Dance not only instills grace, but it also helps you age gracefully. According to a study in The New England Journal of Medicine, dancing may boost your memory and prevent you from developing dementia as you get older. Science reveals that aerobic exercise can reverse volume loss in the hippocampus, the part of the brain that controls memory. The hippocampus naturally shrinks during late adulthood, which often leads to impaired memory and sometimes dementia.
Those plies and arabesques that ballet dancers practice aren’t just for aesthetics — they also increase flexibility and reduce stiffness. You can skip the ballet slippers and still reap the benefits of ballet by practicing some simple stretches at home. Increasing your flexibility will help ease joint pain and post-exercise soreness.
If you’re feeling tense or stressed out, you might want to grab a partner, turn up the music, and tango! In a controlled study in the Journal of Applied Gerontology, researchers found that partner dance and musical accompaniment can help bring about stress relief.
Dancing really does lift your spirits, according to a study in that tested the effects of dancing on people with depression. Patients who participated in an upbeat group dance showed the fewest depression symptoms and the most vitality. Got the blues? Grab a friend and go out dancing tonight.
Help Your Heart
Dance is a great activity for those at risk for cardiovascular disease. People with heart failure who took up waltzing improved their heart health, breathing, and quality of life significantly compared to those who biked or walked on a treadmill for exercise, noted an Italian study.
Bored with your bicycle? A study in the Journal of Physiological Anthropology found that an exercise program of aerobic dance training is just as helpful for losing weight and increasing aerobic power as cycling and jogging.
If you are nervous about falling as you get older, some dance lessons might help ease your worries, according to a study in the Journal of Aging and Physical Activity that showed tango dancing can improve balance in aging adults.
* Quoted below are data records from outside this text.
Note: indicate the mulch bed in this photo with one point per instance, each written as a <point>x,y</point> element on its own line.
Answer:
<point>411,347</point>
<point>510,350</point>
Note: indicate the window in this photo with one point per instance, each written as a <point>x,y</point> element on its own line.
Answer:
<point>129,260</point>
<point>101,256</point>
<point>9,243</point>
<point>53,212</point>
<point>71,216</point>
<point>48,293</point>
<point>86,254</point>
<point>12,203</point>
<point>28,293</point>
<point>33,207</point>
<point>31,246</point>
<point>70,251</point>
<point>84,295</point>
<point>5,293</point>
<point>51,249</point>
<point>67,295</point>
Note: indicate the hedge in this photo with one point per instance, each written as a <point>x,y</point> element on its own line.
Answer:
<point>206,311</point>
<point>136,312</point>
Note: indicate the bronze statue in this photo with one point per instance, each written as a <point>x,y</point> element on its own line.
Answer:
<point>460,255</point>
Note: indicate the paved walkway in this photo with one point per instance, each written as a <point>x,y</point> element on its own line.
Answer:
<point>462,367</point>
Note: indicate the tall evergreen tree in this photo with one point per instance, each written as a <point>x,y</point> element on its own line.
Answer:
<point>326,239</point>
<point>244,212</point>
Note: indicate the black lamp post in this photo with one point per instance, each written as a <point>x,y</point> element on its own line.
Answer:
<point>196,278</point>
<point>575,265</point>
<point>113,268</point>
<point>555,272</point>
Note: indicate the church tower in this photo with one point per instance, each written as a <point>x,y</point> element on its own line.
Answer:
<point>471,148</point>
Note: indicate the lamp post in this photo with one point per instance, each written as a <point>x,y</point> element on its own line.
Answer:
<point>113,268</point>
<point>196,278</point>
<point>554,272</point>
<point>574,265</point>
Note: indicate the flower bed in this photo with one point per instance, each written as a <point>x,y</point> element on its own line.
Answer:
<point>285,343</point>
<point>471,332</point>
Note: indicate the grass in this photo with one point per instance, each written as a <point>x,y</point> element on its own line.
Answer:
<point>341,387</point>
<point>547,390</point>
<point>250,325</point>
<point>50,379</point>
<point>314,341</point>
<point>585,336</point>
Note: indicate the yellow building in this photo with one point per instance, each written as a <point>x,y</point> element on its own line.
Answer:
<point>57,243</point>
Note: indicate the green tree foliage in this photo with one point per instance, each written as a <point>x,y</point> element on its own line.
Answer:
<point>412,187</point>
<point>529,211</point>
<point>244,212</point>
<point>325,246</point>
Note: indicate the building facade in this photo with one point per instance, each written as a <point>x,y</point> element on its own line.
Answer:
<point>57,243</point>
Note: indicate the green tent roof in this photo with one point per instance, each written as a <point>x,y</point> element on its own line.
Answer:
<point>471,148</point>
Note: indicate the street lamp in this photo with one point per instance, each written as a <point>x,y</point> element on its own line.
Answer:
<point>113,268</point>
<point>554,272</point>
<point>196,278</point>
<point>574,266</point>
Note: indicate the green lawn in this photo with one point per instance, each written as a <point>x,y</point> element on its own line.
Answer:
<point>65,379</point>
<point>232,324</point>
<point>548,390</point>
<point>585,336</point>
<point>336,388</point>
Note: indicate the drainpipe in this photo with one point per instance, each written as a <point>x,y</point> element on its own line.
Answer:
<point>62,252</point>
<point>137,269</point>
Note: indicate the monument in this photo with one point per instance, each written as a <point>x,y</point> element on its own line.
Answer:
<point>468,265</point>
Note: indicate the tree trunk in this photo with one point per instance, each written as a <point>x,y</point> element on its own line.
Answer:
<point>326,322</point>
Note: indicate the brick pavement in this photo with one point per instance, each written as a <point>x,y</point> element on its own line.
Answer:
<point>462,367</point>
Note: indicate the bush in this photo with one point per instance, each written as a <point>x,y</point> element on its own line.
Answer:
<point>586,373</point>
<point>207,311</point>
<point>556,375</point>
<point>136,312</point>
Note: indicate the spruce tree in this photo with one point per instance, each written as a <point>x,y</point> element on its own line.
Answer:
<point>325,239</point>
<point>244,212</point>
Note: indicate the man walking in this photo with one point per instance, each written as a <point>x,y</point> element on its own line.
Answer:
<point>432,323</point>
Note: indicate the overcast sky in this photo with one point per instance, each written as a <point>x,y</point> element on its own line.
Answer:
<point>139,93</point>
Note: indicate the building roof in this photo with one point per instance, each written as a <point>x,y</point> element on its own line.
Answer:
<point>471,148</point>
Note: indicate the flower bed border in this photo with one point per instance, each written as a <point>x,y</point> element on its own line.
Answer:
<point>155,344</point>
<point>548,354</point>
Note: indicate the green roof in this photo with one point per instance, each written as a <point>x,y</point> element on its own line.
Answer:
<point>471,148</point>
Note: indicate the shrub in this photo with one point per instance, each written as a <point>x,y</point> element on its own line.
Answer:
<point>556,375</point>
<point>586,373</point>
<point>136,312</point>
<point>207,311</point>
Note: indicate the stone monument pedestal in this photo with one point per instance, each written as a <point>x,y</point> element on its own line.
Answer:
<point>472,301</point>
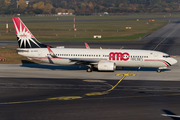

Dancing requires a lot of fast movement and good posture, so frequent dancing will help you stabilize and gain better control of your body.
General tips for dancing
If you are thinking of taking up dancing, suggestions include:
- See your doctor for a check-up if you have a medical condition, are overweight, are over 40 years of age or are unfit.
- Wear layers of clothing that you can take off as your body warms up.
- Do warm-up stretches or activities before you begin a dance session.
- Drink plenty of water before, during and after dancing.
- Make sure you rest between dance sessions.
- Don’t push yourself too far or too fast, especially if you are a beginner.
- Wear professionally fitted shoes appropriate to your style of dance.
- Check with your dance instructor that you are holding the correct form.
- Sit and watch new dance moves first. Learning new moves increases your risk of injury, especially if you are already tired.
- Perform regular leg-strengthening exercises.
- Move as fluidly and gracefully as you can.
- Cool down after a dance session, including stretching.